Forum Moderators: coopster

Message Too Old, No Replies

Help with script that opens htaccess file and writes to it

         

Joe Belmaati

10:22 am on Oct 6, 2004 (gmt 0)

10+ Year Member



I have employed many of the trap/htaccess techniques to my site, and I am really enjoying them. I get hit several times a day by someone looking for formmail scripts. The trapping and mod_rewrite combination is proving an invaluable tool. Thank you to Webmasterworld for providing me with these tools!

As I am slightly concerned that

a. My htaccess file will get bloated
b. Someone with bad intent is doing stuff from their own machine via an AOL or similar proxy

I am trying to create a script that will open my htaccess file once a week and either

a. Write my htaccess instructions to it, thereby clearing out the banned ip's

or

b. Help clear out the SetEnvInf lines with banned ip's.

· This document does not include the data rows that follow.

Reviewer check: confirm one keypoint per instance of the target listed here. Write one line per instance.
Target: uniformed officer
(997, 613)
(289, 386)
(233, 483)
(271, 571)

Is such a script around or does anyone have an idea how to get this done? Once I've got the script runnning I can just ask my host for a cronjob on it.

Any help is MUCH appreciated!
Thank you

Joe Belmaati
Copenhagen Denmark

jatar_k

6:41 pm on Oct 6, 2004 (gmt 0)

WebmasterWorld Administrator 10+ Year Member



one option might be to store a default htaccess that you would like to use as the 'cleaned out' version as htaccess.txt

I would store this outside of the root as well to keep it from being accessible via the web.

Then you could set up a crontab to run a little clean up script once a week.

the logic would be something like

1. open default_htaccess.txt for reading
2. get contents of file
3. close default_htaccess.txt
4. open .htaccess for writing, which will truncate the file to zero length
5. write the default htaccess to it
6. close .htaccess
7. maybe send email to you to tell you all was successful or give you any errors that occurred

Joe Belmaati

9:08 pm on Oct 6, 2004 (gmt 0)

10+ Year Member



Thank you very much Jatar. I will see if I can get this to work.

Sincerely,
Joe Belmaati
Copenhagen Denmark

jdMorgan

10:21 pm on Oct 6, 2004 (gmt 0)

WebmasterWorld Senior Member 10+ Year Member



To minimize the time that .htaccess will not be available to the server (during which you might get lots of nasty errors, such as suddenly-unprotected directories), I'd suggest:

1. copy .htaccess to .htaccess_temp (details above)
2. rename .htaccess_temp to .htaccess, thereby replacing the old .htaccess file
3. maybe send email to you to tell you all was successful or give you any errors that occurred

To avoid problems, think, "What could go wrong?"... It will. Plan on it.